By Margaret Nongo-Okojokwu,

Marathon Oil has reported second quarter 2018 net income of $96 million, or $0.11 per diluted share, which includes the impact of certain items not typically represented in analysts’ earnings estimates and that would otherwise affect comparability of results. Adjusted net income was $126 million, or $0.15 per diluted share. Net operating cash flow was $767 million, or $849 million before changes in working capital.
Highlights
Total production averaged 419,000 net boed; U.S. production averaged 298,000 net boed, both up 5% (ex-Libya) compared to the prior quarter U.S. resource plays averaged 285,000 net boed, up 6% compared to the prior quarter with all four basins growing sequentially Eagle Ford production increased to 106,000 net boed, up 2% sequentially; 39 wells to sales had an average 30-day initial production (IP) rate of 1,880 boed (66% oil)
Bakken production averaged 82,000 net boed, up 11% sequentially, with oil production up 14%; 21 wells to sales averaged a 30-day IP rate of 2,700 boed (77% oil); Winona and Mamie wells in West Myrmidon set new basin Three Forks records on 30-day IP oil rate; three new Elk Creek wells averaged a 30-day IP rate of 2,530 boed (72% oil) Oklahoma production averaged 80,000 net boed, up 7% sequentially; four-well Lightner SCOOP Woodford infill pad delivered an average 30-day IP rate of 2,620 boed (48% oil) on equivalent eight-well per section spacing Northern Delaware production averaged 17,000 net boed; six new wells from the Cypress infill pilot averaged 1,235 boed IP 30 (52% oil) and the three-well Fiddle Fee pad averaged 1,745 boed IP 30 (66% oil); executed agreement for water gathering and disposal in Eddy County
In July, closed on the sale of three non-core, non-operated conventional assets in the U.S., including two in the Gulf of Mexico, further concentrating and simplifying the portfolio Raised both 2018 total Company oil and boe production guidance and 2018 resource play oil and boe production guidance, with no change to 2018 development capital budget
‘Another quarter of outstanding operational execution across our multi-basin U.S. portfolio has driven better than expected production in the resource plays, and has enabled us to raise our annual resource play production guidance for the second consecutive quarter with no increase to our development capital budget. Our Eagle Ford and Bakken asset teams continue to set the standard for performance in their respective basins, while our Oklahoma and Northern Delaware assets progress important multi-well infill tests,’ said Marathon Oil president and CEO Lee Tillman. ‘Additionally, we continue to benefit from about half of our oil production for the quarter being linked to LLS or Brent, and the flexibility afforded by our differentiated position in the four best U.S. unconventional plays.

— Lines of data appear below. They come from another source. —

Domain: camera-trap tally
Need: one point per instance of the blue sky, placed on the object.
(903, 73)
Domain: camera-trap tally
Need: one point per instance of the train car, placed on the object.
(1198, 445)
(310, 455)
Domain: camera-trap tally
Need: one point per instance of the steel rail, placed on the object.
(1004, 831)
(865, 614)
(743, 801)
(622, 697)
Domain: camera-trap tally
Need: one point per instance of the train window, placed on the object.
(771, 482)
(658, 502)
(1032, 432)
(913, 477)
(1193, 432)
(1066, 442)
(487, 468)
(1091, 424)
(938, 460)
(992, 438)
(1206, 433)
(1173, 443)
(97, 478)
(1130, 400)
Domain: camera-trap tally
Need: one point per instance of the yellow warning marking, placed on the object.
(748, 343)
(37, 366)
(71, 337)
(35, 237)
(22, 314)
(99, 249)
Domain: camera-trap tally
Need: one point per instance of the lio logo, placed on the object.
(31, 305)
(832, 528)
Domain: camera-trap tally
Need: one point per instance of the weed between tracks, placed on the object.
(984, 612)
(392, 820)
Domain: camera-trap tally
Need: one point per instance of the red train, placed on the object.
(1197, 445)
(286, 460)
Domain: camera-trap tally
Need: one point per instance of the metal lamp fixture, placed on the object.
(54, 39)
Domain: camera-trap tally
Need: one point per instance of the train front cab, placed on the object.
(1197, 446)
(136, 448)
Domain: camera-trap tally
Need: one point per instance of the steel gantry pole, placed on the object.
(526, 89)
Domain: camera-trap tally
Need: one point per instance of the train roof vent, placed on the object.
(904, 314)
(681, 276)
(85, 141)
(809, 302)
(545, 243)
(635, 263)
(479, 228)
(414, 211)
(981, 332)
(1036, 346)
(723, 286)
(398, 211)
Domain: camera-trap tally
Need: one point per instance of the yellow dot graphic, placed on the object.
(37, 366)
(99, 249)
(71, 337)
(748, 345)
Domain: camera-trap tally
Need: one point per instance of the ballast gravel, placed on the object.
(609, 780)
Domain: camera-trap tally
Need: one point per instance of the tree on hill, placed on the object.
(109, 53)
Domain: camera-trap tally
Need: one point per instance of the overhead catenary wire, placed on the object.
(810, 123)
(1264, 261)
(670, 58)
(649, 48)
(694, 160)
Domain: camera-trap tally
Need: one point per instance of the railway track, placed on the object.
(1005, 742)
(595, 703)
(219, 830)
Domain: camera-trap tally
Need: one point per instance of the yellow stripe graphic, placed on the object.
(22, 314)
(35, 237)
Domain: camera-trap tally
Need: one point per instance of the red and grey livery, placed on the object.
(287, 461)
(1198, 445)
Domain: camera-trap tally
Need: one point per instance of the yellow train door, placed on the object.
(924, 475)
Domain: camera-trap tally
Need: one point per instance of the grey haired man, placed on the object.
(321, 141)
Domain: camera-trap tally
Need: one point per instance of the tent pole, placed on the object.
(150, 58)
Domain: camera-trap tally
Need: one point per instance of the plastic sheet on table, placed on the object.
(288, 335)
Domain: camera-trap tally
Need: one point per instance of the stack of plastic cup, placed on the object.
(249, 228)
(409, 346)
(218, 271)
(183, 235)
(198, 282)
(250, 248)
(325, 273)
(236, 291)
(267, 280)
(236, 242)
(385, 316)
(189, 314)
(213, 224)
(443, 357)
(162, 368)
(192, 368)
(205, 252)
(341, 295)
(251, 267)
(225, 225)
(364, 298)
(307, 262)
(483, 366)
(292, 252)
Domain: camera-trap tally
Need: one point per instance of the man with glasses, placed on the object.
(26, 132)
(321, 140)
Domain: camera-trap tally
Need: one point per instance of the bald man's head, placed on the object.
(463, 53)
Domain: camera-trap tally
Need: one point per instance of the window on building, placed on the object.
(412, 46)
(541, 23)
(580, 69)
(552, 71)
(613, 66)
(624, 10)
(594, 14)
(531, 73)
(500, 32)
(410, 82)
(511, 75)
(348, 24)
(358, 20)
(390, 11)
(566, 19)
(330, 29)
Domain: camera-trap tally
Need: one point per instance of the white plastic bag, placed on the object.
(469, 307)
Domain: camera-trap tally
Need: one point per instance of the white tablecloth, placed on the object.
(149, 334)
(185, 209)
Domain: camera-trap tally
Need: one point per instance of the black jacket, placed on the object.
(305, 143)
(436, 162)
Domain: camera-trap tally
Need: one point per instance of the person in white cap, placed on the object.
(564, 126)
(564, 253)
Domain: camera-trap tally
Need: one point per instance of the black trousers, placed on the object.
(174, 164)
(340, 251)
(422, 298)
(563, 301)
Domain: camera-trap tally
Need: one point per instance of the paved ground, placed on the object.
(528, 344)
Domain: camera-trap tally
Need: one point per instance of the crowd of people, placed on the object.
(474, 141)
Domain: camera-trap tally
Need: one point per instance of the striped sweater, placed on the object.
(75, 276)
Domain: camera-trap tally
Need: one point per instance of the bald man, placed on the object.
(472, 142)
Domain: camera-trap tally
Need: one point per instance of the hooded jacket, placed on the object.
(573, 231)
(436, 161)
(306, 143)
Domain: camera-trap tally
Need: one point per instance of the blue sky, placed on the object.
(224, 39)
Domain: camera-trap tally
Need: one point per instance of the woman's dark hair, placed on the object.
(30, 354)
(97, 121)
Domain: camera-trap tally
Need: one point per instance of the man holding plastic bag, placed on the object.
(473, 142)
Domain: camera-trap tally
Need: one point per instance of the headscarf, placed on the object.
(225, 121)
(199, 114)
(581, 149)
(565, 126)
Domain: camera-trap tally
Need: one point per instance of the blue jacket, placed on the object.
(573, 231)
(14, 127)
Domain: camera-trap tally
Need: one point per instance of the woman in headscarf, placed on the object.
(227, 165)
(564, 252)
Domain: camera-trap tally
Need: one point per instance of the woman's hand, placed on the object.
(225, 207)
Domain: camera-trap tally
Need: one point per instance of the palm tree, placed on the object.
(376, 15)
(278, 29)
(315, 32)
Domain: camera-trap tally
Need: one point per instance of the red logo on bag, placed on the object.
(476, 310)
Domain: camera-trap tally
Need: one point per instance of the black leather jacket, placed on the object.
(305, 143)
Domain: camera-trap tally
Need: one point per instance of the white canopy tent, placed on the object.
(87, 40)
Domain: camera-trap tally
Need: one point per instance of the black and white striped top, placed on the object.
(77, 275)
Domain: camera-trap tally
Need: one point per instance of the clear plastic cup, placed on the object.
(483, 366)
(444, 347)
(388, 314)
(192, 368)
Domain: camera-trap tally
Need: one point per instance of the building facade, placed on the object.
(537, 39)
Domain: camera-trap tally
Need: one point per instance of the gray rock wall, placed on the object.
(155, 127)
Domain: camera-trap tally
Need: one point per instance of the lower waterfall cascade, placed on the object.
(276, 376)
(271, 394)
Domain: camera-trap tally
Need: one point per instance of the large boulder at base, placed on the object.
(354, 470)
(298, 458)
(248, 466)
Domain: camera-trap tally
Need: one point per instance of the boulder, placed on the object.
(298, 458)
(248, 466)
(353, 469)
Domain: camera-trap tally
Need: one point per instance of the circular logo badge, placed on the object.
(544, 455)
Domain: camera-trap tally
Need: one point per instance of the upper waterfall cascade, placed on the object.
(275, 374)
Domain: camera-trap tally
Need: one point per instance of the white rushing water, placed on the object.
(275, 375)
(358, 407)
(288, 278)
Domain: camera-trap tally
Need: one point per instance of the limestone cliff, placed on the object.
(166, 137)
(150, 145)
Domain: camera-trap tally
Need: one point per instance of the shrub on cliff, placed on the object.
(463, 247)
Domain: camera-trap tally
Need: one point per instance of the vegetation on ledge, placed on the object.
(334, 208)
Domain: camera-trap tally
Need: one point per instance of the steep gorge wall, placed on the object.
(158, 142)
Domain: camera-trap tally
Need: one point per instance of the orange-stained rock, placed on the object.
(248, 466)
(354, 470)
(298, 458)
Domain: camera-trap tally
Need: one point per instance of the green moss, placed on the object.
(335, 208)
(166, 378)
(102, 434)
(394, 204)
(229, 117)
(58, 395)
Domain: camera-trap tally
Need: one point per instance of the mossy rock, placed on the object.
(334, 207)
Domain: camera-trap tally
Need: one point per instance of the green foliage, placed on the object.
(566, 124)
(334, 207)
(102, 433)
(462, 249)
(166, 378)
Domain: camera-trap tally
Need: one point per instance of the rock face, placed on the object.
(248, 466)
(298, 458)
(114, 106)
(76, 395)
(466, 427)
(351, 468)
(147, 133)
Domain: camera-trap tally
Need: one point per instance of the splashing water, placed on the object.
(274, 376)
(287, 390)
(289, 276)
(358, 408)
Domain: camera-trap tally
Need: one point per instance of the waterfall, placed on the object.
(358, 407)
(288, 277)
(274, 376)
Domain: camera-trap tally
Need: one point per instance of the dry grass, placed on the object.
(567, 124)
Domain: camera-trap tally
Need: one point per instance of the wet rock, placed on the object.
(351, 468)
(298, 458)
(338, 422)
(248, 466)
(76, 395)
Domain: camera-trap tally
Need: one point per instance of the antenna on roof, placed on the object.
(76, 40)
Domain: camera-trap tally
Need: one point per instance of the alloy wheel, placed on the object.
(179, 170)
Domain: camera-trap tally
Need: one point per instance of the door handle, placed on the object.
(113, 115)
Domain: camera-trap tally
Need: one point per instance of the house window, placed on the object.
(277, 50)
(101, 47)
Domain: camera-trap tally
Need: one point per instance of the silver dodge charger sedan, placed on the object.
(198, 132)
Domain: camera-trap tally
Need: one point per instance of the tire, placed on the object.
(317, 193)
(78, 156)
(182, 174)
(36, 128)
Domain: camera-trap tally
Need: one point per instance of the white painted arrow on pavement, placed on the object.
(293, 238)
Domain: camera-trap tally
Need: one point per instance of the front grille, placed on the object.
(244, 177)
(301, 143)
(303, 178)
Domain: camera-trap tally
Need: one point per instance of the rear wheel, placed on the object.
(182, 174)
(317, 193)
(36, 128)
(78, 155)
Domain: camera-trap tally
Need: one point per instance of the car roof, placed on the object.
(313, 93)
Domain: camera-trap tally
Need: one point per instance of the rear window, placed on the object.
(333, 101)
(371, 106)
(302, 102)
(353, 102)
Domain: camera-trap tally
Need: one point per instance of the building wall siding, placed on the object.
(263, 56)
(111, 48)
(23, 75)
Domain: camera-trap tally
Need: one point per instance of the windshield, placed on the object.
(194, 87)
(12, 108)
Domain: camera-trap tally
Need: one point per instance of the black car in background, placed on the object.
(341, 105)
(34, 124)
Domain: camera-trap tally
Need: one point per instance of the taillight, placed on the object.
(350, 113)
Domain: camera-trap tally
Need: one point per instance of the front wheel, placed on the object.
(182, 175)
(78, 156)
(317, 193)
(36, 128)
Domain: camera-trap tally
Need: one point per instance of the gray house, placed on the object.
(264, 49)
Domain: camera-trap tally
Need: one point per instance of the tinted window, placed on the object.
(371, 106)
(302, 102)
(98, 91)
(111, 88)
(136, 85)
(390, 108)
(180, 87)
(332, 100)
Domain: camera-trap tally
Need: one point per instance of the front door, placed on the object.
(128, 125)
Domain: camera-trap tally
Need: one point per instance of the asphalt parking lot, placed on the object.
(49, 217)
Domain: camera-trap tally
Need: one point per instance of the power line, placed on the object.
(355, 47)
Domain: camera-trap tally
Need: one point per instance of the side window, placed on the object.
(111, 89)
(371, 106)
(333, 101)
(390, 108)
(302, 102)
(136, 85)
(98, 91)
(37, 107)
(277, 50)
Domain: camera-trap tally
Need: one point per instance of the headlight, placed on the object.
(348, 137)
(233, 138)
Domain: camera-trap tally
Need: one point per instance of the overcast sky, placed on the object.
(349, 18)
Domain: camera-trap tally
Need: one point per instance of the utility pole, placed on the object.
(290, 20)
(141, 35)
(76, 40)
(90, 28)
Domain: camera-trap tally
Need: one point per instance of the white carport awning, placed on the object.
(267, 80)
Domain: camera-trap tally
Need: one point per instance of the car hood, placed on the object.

In the second half of the year, we plan to drill our first exploration well in the emerging Louisiana Austin Chalk play as we continue our pursuit of low entry cost opportunities to enhance full-cycle returns. Our focus remains on execution and capital discipline, and we generated more than $250 million in organic free cash flow in the second quarter. We remain on track to deliver a strong rate of change in our key financial performance metrics highlighted by an expected annual increase of more than 70 percent in corporate cash return on invested capital (CROIC) at current strip prices.’